BONEPOS.COM, WAJO - Pedagang yang merupakan korban kebakaran Pasar Tempe, Sengkang, Wajo, mengapresiasi perhatian Pemerintah Kabupaten Wajo dengan menyiapkan petakan untuk berjualan sementara. Hanya saja, ukurannya perlu dirasionalisasi.

Kepada Bonepos, pedagang sayuran di Pasar Tempe, Irma Satar bercerita, ukuran petakan 1,5x1,5 meter dinilainya terlalu kecil untuk berdagang.

"Jangan samakan semua (ukurannya). Karena masing-masing beda yang dijual," ujar Irma, Rabu (28/8/2019).

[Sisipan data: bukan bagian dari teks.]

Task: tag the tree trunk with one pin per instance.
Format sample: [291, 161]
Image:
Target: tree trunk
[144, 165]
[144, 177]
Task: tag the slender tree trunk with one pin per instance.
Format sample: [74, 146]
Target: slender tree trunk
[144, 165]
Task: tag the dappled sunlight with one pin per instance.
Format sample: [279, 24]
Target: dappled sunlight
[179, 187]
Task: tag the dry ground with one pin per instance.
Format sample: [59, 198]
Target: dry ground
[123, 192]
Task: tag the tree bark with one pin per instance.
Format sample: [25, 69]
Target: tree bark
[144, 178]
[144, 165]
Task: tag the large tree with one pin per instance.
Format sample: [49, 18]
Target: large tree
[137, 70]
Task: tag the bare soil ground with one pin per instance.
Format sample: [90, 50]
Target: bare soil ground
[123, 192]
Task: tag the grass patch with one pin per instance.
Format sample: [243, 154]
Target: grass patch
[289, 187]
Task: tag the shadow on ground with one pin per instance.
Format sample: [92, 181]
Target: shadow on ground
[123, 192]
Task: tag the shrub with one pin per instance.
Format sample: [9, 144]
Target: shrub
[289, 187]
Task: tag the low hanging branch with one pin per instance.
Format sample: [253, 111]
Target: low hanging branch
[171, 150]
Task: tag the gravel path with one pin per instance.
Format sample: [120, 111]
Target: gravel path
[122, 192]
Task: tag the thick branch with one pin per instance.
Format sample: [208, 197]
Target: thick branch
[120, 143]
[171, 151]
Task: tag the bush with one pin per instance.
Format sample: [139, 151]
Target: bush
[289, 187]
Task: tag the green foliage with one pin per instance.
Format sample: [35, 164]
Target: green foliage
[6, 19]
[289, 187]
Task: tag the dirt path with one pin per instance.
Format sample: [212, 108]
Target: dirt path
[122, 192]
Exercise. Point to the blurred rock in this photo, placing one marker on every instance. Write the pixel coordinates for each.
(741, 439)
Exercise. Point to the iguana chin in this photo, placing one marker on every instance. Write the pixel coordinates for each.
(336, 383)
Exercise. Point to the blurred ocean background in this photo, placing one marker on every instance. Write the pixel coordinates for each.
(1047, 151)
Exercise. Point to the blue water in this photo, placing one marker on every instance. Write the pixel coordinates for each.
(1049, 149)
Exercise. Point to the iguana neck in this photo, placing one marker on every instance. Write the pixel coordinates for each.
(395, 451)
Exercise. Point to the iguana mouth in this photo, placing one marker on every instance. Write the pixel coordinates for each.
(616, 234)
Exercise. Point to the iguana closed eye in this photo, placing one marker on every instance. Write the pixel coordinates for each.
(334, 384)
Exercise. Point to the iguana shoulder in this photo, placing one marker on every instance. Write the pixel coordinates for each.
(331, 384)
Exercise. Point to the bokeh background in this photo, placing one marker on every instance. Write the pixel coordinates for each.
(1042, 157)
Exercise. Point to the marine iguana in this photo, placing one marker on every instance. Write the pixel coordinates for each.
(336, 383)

"Kalau ukuran 3x2 meter sudah memadai buat jualan campuran sama sayuran," sambungnya.

Senada hal tersebut disampaikan pedagang lainnya, Nurdalia (40). Diakuinya ukuran yang disiapkan Pemkab Wajo, kecil.

"Bagusnya 2x2 meter. Karena masih sempit (1,5x1,5 meter). Pakaian jadi dijual. Dimana disimpan barang, dimana juga duduk," ujarnya.

Nurdalia berharap, Pemkab Wajo bisa secepatnya membangun kembali Pasar Tempe. "Supaya tidak menderita. Lebih cepat lebih bagus," akunya.

Sementara itu, Koordinator Pasar, A. Baso menjelaskan, tempat-tempat yang sementara dikerjakan tersebut nantinya diperuntukkan bagi para korban. Tidak ada biaya yang dibebankan kepada pedagang. Murni tanggungan Pemkab Wajo.

"Satu petak berukuran 1,5 meter x 1,5 meter. Ada 700 pelataran yang disiapkan," kata Baso.

Sekadar diketahui, kobaran api menghanguskan Pasar Tempe, Sengkang, Kabupaten Wajo pada Sabtu (24/8/2019). Ada sekitar 692 pedagang yang jadi korban amukan si jago merah tersebut.